Всюду жизнь — всюду, где очевиден основной критерий живого искусства, сформулированный как-то Набоковым: “Art is difficult”. Недаром на многих языках готовое произведение искусства и работа синонимичны. Но какую работу трудно изготовить? Трудно написать не только “Утро в деревне после снегопада” Малевича, но и выйти с “Черным квадратом” на карнавал живописи. Сложнее дело обстоит, например, с “Триптихом: чистый красный цвет, чистый желтый цвет, чистый синий цвет”. Трудно было Родченко или легко? То есть стоял он у конвейера или сам был сложным механизмом? Ответ знают ученые. Но вот дилетанту по силам сравнить, к примеру, летящую “Колхозницу на велосипеде” (1935) Дейнеки и его же “Оборону Севастополя”. Вынося за скобки жгучую злободневность в 1942 году этого, по сути, плаката, видим, какой соцреализм — искусство, какой — нет. Критерий Набокова работает, разумеется, и в “суровом стиле” оттепели. Портрет обожженного, ослепшего на один глаз солдата в “Следах войны” (1964) Гелия Коржева с трудом (в набоковском смысле) преображает уродство в красоту, а достаточно трудоемкие “Строители Братской ГЭС” (1961) Попкова на искусство не тянут: душа художника не потрудилась и выдала “липу” дешевого романтизма. В муках, уверена, рожали соц-арт Комар и Меламид. И с неудивительной легкостью повторяет зады американского поп-арта Косолапов. Чем более искусство хочет стать открытой игрой, тем труднее должны становиться правила — так подсказывает биология искусства, его инстинкт выживания. Раздел нон-конформизма и нового авангарда, на последнем витке спирали Гуггенхайма, демонстрирует трудные и дешевые игры чуть ли не через экспонат.

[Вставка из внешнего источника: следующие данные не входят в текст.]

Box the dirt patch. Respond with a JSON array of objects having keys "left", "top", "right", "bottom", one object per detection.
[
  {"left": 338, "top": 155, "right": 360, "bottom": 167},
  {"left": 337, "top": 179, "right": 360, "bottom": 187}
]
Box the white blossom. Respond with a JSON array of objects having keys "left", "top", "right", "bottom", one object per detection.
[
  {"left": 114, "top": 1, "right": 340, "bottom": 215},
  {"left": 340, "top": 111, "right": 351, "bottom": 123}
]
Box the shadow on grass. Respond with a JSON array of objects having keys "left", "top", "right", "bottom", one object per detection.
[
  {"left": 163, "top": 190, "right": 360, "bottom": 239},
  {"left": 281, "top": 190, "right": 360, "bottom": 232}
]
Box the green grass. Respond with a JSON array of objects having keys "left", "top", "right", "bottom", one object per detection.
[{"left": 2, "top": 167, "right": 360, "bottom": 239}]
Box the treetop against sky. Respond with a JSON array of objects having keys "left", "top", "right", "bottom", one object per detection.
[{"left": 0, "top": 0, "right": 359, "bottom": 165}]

На выставку прикатила “Тройка” (1995) Дубоссарского и Виноградова, явный “салон” для новых язычников а ля Дугин, да пойдет и у тех, кому красиво жить не запретишь. Ничего, посмеяться никогда не вредно, Церетели-то не привезли. Устояли.

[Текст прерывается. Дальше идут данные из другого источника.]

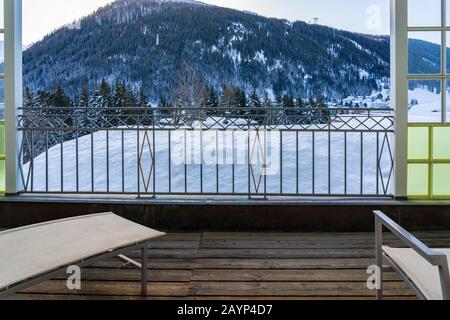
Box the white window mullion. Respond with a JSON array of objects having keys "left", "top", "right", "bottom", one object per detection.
[
  {"left": 391, "top": 0, "right": 409, "bottom": 198},
  {"left": 4, "top": 0, "right": 23, "bottom": 194}
]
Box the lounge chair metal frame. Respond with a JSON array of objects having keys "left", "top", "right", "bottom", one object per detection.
[
  {"left": 0, "top": 242, "right": 149, "bottom": 299},
  {"left": 374, "top": 210, "right": 450, "bottom": 300}
]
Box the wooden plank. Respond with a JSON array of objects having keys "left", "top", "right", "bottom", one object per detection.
[
  {"left": 90, "top": 259, "right": 197, "bottom": 270},
  {"left": 125, "top": 249, "right": 199, "bottom": 259},
  {"left": 53, "top": 269, "right": 192, "bottom": 282},
  {"left": 188, "top": 282, "right": 415, "bottom": 297},
  {"left": 24, "top": 280, "right": 190, "bottom": 297},
  {"left": 124, "top": 248, "right": 375, "bottom": 259},
  {"left": 197, "top": 248, "right": 375, "bottom": 259},
  {"left": 191, "top": 296, "right": 417, "bottom": 301},
  {"left": 157, "top": 233, "right": 202, "bottom": 241},
  {"left": 202, "top": 232, "right": 450, "bottom": 241},
  {"left": 7, "top": 294, "right": 417, "bottom": 301},
  {"left": 5, "top": 294, "right": 416, "bottom": 301},
  {"left": 192, "top": 269, "right": 402, "bottom": 282},
  {"left": 147, "top": 241, "right": 200, "bottom": 250},
  {"left": 194, "top": 258, "right": 375, "bottom": 270},
  {"left": 91, "top": 258, "right": 376, "bottom": 270},
  {"left": 200, "top": 239, "right": 450, "bottom": 250},
  {"left": 5, "top": 294, "right": 195, "bottom": 301}
]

В резонанс преобладающей гордости за родню смотрятся два видеофильма Ольги Чернышевой, по пять минут каждый. В “Tretiakovka” (ну как тут американский посетитель, если он только не славист, получит полную дозу кайфа?) под музыку из “Картинок с выставки” невидимая рука смывает с хрестоматийных шедевров глянец, картины оживают, дышат, приходят в движение — в пределах рам, конечно: фильм не смешит публику, а makes love картине. Потому, должно быть, и срабатывает зауряднейший в кино прием оживления картин. А в фильме “Russian Museum” опять успешно, хоть и опять предсказуемо, использовано свойство застекленной картины отражать в себе зрителя. Вот современная тетенька присоседилась в стекле к “Вдовушке”, удвоив печаль. Так же комично-печальна старушка-смотритель зала, когда она, перебирая затекшими ногами, на стуле въезжает через стекло картины в деревенский пейзаж. Смутные лики и тени посетителей вписываются в полотна, эпохи сталкиваются, отражаются, перекликаются — смешались в кучу живопись, музыка, жизнь.

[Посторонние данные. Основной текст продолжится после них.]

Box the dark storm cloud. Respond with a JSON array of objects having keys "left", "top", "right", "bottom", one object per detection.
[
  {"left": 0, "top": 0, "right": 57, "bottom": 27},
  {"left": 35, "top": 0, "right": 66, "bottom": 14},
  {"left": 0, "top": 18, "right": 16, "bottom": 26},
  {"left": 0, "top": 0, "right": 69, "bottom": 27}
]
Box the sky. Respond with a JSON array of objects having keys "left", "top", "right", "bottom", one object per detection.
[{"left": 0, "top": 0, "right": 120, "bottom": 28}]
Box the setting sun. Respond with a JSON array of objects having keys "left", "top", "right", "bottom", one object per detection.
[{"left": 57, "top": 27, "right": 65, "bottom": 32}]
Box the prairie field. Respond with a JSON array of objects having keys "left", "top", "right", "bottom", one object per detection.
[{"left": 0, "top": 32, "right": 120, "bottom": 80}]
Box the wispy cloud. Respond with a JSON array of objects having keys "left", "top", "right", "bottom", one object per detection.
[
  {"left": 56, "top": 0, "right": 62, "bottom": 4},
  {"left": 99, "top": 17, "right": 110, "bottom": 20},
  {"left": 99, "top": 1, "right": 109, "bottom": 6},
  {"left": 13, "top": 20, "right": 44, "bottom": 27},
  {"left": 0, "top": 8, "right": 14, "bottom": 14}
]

Того, чьи понятия о живописи формировались вне Третьяковки или Русского музея, подстерегает сюрприз за сюрпризом. Ошеломит чуть ли не рембрандтовским реализмом “Портрет напольного гетмана” (1720) кисти Ивана Никитина, получившего в 1716-м от Петра I “грант” (терминология каталога) на обучение живописи в Италии. Как никогда солидаризуешься с мыслью Мандельштама о том, что “прогресса” в искусстве нет и что возможны две истории искусства: “одна — говорящая только о приобретениях, другая — только об утратах, и обе будут говорить об одном и том же”.

Чтобы в этом убедиться еще раз, надо не только подняться по спирали от икон ХIII века до инсталляций ХХI, но и спуститься тем же путем. От соц-артовского стального “Пионера с флажком “10 отряд”” Гриши Брускина на конечной точке спирали до “Вознесения” (1408) Андрея Рублева. Можно было бы для остроты ощущений или, напротив, умиротворения совершить путешествие в обратном порядке с самого начала, если бы пользование лифтом в музее Гуггенхайма не было кощунством. Лифт там — для совсем немощных. (Перечитываю в “Треугольной груше” панегирик Андрея Вознесенского музею Гуггенхайма: “Представьте себе ослепительную, упругую спираль, уносящуюся в небо! Спускаясь по виткам этой спирали, по наклонному пандусу, вы осматриваете картинную галерею. Движение вниз не утомляет”. Движение вверх двадцатипятилетним Вознесенским, видимо, не предполагается, а оно не только практическая метафизика, но еще гармоничная физкультура для всех.)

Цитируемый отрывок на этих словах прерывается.